We replaced Zenith with two US-based helpdesk guys (along with our standard on-call rotation) and a monitoring system called Labtech. Labtech does everything Zenith did and more, but it's just a program.
the_Grinch
I worked for an MSP where I was part of the NOC team. The thing people need to remember is the software we use to monitor has a polling period (usually 5 minutes). So technically speaking, if your internet were to go down we wouldn't know until at the longest 5 minutes. Overall though, most people like the service and it does save a ton of money. Just know to ask questions: what software do you use? what are the polling intervals? what are your response times? what is the SLA? what are the terms of the SLA? what are your hours of operations? how many people are on each shift? how many customers do you currently have? The thing I always found funny was who was usually sent on NOC tours prior to an agreement being signed. Only once did I have a technical person from a company come for a tour and ask questions. Normally, it was some business user who was fooled by the big tv monitors on the wall filled with generally useless data.

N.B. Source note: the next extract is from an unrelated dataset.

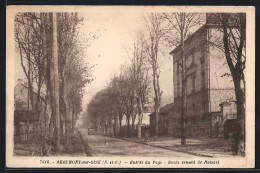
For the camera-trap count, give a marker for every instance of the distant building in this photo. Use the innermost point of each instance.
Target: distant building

We always had a NOC alert chart, weather map, and ticket volume display up. If the ticket volume looked like crap, adjust the total number and it was in the green. Too many NOC alerts? Filter them down so that there aren't as many. The business types would be in awe of these big monitors that none of the techs doing the work ever looked at. Also, in relation to how many people are on each shift, there is a reason to ask this. Where I was, from 8 pm to 6 am Monday to Friday I was the only guy. Friday to Monday 7 pm to 7 am there was only one guy. Of course people were on call, but I always found it somewhat dishonest to say "oh we have people on multiple shifts to cover you 24/7." Yeah we were 24/7, but 1 guy for 100 customers isn't a great ratio. Just some things to be aware of...
the_Grinch
We used Nable as our monitoring software and it was pretty good. As far as what we would do when something appeared down, it depended on the level of service. If you were monitoring only, if the circuit went down we would alert you and call it out. Servers go down, I would usually check to confirm I really couldn't get in and then call it out per the customers instructions. It truly comes down to what service level you have and how big the company is that you use.